Örneğin, dört yıl önce yüzlerce akademisyeni bir gecede üniversitelerden ihraç etmekle, şimdilerde bir gecede rektör atayıp, diğer bir gecede iki fakülte kurmak arasında biz hiç istemesek de güçlü bir bağ var. Akademik özgürlüğe yönelik bu iki büyük saldırının arasında bağ kurmak, bugünkü mücadeleyi ve öfkeyi güçlendiren bir şey olacakken, bundan imtina etmenin mantığını nerede aramalıyız?

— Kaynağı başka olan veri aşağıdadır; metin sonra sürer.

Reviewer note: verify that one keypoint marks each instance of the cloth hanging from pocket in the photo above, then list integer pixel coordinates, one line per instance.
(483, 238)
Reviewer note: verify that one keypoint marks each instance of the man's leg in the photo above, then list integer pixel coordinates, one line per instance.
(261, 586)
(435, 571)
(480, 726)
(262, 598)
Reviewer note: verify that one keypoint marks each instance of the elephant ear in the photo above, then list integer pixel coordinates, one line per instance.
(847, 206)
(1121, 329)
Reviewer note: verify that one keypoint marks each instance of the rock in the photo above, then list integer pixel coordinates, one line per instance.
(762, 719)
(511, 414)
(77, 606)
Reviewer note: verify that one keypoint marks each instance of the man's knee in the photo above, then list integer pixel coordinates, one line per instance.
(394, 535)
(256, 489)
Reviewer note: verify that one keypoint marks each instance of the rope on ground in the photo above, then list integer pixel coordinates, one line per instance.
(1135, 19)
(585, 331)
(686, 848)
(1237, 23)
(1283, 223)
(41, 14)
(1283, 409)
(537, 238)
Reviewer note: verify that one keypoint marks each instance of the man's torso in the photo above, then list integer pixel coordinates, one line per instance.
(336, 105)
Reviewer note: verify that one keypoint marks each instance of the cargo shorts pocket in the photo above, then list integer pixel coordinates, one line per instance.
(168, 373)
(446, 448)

“Yerli ve milli” bir direnişarayışı
Tuncay Birkan’ın son kitabı Sol: Evin Reddi[1] ve özellikle kitapta yer alan ilk yazı, aslında bu mantık hakkında bir şeyler söylüyor. Solun 70’lerden itibaren kendisini bu halka yerli, yani kendisinden biri olarak tanıtma çabasından, 90’larda İslamcılığa geçerek, ilk defa kendisini evinde hissetmiş eski solcu aydınların hidayetinden ve zamanla, gerçekten de, sol entelektüellerin kendilerini halkına yabancı, evinde öteki ve Batı’yla ahbap bir konumda düşünmelerinden söz ediyor. Birkan yazısında, kendimizi güvende hissettiğimiz evlerimize uyum sağlamaktansa, bu evlerden kaçmanın, ayrıksı, yabancı damgası yemek pahasına, bir görev olduğunu belirtiyor.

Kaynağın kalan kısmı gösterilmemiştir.